Despite state’s woes, muni bond market hasn’t cracked


This article was originally on a blog post platform and may be missing photos, graphics or links. See About archive blog posts.

California may be broke, but many investors so far are happy to stick with the state’s bonds, trusting that debt repayment will be a priority at the expense of other spending.

Investors’ willingness to stay put with tax-free California bonds shows in the share prices of major mutual funds that own debt of the state and its cities, counties and other municipalities. The market value of many of those portfolios continues to climb despite the dire headlines.


Case in point: Shares of the $2.8-billion-asset Vanguard California Long-Term Tax-Exempt fund on Wednesday rose 3 cents to $10.84 -- their highest level since late September -- one day after the state’s voters rejected measures aimed at easing the budget crisis.

The municipal bond market overall suffered two severe sell-offs in the fourth quarter of last year as the global credit crunch worsened and investors fled from risk. But the market has rallied sharply this year as yield-hungry investors have jumped back into munis.

Even though tax-free muni yields have dropped from their 2008 peaks, they’re still attractive relative to yields on many taxable bonds, including U.S. Treasuries.

The annualized yield on 10-year California state general obligation bonds, for example, has fallen to 4.40% currently from a high of 5.34% last October, according to Bloomberg News data. But it’s still far above the 3.2% yield on 10-year Treasury notes.

Investors also may be comforting themselves with historical data on the muni market that show very low default risk.

‘What the market is telling us is that long-term investors believe [California] is going to figure out how to pay its debts,’ said John Carbone, manager of the Vanguard California fund.


Or to put it another way: Greed has the upper hand over fear at the moment, the reverse of the market’s situation last fall.

Could muni bond owners be too complacent about the outlook?

George Strickland, manager of the Thornburg California Limited-Term Muni fund, believes that the marketplace is likely to begin demanding higher yields on the state’s bonds as the budget crunch intensifies and the state seeks to sell up to $20 billion in short-term debt to raise cash this summer.
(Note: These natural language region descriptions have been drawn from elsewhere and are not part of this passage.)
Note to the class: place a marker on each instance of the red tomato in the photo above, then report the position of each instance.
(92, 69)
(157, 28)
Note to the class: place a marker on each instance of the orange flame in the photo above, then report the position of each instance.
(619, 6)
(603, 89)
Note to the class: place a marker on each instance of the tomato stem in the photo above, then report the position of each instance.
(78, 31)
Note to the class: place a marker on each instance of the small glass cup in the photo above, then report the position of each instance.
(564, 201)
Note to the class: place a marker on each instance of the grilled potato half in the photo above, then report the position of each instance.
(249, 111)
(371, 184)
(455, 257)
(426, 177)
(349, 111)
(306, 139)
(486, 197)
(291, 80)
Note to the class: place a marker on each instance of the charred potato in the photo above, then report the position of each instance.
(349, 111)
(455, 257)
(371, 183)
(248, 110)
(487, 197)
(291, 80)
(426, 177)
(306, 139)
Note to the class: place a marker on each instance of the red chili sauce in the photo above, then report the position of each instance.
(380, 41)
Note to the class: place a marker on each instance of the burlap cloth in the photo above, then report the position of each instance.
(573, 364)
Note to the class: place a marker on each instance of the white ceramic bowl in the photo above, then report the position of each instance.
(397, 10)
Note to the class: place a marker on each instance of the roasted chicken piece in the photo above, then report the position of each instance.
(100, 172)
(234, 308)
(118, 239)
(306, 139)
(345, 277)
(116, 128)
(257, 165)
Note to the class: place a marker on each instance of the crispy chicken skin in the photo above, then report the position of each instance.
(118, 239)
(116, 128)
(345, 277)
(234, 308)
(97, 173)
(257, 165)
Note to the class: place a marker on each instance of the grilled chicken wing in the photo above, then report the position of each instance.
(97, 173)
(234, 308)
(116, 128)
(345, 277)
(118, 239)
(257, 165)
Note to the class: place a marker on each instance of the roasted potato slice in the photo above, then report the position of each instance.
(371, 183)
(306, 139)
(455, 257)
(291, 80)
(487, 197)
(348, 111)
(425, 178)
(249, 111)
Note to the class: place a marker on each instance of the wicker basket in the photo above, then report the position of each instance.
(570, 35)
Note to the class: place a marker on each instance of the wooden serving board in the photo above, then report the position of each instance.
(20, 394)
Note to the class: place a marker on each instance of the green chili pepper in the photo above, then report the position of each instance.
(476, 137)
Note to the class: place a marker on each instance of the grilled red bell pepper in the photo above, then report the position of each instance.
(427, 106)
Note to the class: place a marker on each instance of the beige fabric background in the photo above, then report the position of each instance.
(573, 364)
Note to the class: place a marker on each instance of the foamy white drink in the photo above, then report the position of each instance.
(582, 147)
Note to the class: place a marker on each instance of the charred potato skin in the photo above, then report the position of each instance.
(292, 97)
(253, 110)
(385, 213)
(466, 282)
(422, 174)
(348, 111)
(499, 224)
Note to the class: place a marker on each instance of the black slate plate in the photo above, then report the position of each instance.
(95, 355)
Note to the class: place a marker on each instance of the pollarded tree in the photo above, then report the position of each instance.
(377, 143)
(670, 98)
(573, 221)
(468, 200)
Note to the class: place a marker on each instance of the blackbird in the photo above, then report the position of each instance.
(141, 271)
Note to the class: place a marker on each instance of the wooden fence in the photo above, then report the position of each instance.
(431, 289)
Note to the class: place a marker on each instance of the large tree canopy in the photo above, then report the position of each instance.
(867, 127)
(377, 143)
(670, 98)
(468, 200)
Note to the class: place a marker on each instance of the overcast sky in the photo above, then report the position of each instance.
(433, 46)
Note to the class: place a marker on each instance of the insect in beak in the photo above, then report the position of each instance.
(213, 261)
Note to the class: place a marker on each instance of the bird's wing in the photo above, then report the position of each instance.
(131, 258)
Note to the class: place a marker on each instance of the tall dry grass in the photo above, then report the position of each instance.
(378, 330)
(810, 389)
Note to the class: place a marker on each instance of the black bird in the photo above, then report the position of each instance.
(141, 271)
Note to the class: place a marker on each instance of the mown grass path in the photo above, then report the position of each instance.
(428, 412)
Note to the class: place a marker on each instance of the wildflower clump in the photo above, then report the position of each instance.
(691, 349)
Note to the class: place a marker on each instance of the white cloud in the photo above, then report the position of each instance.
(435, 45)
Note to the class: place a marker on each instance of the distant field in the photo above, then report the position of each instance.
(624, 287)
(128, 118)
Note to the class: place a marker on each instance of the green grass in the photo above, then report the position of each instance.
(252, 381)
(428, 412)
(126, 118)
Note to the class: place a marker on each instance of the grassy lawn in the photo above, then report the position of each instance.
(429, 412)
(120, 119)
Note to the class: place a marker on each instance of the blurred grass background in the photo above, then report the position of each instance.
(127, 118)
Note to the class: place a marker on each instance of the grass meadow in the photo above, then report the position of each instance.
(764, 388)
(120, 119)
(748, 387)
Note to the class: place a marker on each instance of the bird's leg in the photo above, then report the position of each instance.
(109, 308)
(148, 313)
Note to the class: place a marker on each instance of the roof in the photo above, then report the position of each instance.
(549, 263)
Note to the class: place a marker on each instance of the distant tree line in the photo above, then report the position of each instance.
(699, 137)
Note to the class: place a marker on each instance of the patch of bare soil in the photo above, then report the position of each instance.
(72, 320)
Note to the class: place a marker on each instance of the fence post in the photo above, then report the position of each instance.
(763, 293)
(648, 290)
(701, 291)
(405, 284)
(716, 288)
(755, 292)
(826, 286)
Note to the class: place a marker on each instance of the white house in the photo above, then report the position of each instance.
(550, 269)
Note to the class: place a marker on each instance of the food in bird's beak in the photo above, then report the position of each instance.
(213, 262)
A jump in yields would drive down the value of existing bonds, potentially reversing some of this year’s muni rally.

As for default risk, with the state’s general obligation bonds -- the ones issued to pay for infrastructure projects -- repayment of principal and interest is mandated by the state Constitution. That’s about as iron-clad as you can get.
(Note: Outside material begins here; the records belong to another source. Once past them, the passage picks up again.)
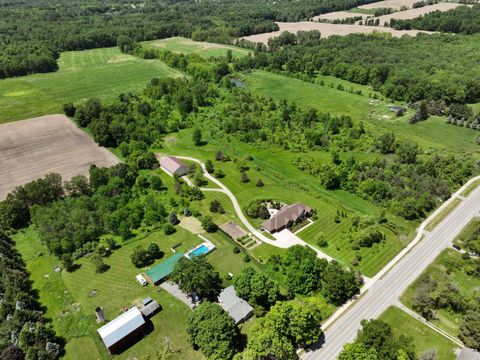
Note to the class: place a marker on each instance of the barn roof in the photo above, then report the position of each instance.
(121, 326)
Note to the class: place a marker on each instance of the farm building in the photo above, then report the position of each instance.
(238, 309)
(123, 330)
(286, 217)
(174, 166)
(159, 272)
(233, 230)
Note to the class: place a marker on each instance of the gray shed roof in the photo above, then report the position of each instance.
(121, 326)
(238, 309)
(468, 354)
(150, 308)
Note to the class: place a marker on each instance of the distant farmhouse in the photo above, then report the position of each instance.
(238, 309)
(174, 166)
(123, 330)
(286, 217)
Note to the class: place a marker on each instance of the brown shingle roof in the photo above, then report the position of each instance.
(286, 215)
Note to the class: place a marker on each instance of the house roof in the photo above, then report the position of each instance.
(171, 163)
(468, 354)
(235, 306)
(163, 269)
(285, 215)
(233, 230)
(150, 308)
(121, 326)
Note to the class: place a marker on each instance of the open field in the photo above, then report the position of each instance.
(284, 182)
(467, 284)
(392, 4)
(430, 134)
(414, 13)
(338, 15)
(102, 73)
(32, 148)
(188, 46)
(423, 337)
(327, 30)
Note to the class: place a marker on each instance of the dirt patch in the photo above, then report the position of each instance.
(32, 148)
(191, 224)
(327, 30)
(414, 13)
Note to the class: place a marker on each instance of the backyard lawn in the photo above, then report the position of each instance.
(423, 337)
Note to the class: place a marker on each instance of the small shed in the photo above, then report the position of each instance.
(159, 272)
(174, 166)
(150, 309)
(123, 330)
(238, 309)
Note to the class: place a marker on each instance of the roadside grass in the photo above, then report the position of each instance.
(284, 182)
(470, 188)
(188, 46)
(429, 134)
(424, 338)
(468, 285)
(467, 231)
(102, 73)
(443, 214)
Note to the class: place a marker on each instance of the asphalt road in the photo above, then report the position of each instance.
(386, 290)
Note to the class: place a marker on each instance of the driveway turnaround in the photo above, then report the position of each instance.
(282, 242)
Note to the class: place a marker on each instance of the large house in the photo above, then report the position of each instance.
(238, 309)
(122, 331)
(287, 217)
(174, 166)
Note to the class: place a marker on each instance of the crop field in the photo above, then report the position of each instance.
(102, 73)
(468, 285)
(392, 4)
(327, 30)
(32, 148)
(187, 46)
(283, 182)
(423, 337)
(430, 134)
(414, 13)
(338, 15)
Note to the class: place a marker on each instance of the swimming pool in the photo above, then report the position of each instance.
(201, 250)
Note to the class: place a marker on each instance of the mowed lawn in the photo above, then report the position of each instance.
(188, 46)
(468, 285)
(430, 134)
(424, 338)
(284, 182)
(102, 73)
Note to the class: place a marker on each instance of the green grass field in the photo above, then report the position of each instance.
(468, 285)
(423, 337)
(430, 134)
(284, 182)
(188, 46)
(102, 73)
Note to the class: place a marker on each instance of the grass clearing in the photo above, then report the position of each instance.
(443, 214)
(448, 321)
(424, 338)
(102, 73)
(188, 46)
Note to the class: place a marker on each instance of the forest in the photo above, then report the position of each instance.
(401, 68)
(33, 33)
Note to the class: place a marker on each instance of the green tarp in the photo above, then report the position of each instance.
(163, 269)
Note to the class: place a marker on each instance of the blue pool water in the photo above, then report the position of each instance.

But the safety of bonds of cities, counties and other local issuers is much harder for the average investor to discern. That will only become more of a concern as the state reverts to raiding locally destined funds to patch its own budget gap.
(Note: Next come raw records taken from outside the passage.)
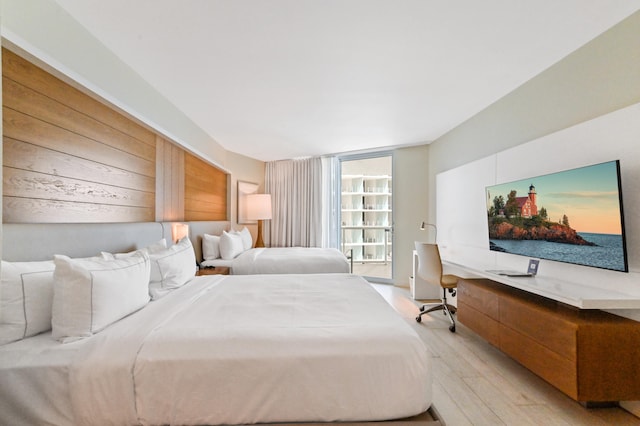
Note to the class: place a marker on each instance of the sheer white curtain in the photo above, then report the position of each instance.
(296, 200)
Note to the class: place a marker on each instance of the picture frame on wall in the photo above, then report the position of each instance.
(244, 189)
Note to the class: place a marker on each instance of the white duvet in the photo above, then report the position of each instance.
(249, 349)
(286, 260)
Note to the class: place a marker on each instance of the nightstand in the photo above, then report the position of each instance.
(218, 270)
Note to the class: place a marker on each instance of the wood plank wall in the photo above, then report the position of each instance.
(70, 158)
(170, 181)
(205, 192)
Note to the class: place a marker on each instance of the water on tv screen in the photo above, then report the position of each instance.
(573, 216)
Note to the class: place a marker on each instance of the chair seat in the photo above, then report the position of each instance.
(449, 281)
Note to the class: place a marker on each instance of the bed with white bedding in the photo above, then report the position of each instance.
(228, 350)
(233, 249)
(152, 344)
(284, 260)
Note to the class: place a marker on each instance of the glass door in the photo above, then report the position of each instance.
(366, 214)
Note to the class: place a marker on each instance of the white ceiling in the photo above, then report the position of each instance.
(277, 79)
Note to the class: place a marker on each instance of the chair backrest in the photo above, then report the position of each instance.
(429, 263)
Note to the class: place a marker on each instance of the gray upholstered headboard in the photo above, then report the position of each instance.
(40, 241)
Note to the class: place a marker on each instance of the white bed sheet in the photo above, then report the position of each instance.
(238, 349)
(285, 260)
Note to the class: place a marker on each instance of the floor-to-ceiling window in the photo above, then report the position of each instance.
(366, 214)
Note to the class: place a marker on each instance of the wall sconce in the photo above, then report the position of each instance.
(423, 227)
(259, 208)
(179, 231)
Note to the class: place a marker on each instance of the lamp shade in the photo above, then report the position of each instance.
(179, 231)
(258, 206)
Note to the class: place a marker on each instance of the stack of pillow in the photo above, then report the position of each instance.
(76, 298)
(227, 246)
‘We’re watching those credits very carefully,’ Strickland says of local bonds.

Many buy-and-hold investors prefer to own individual muni bonds rather than funds, which I fully understand. But at a time like this, the diversified-portfolio approach of a mutual fund can offer much more peace of mind to people who don’t have the wherewithal to evaluate the creditworthiness of individual muni issuers.

‘Know what you own’ has never been more important advice for California muni investors.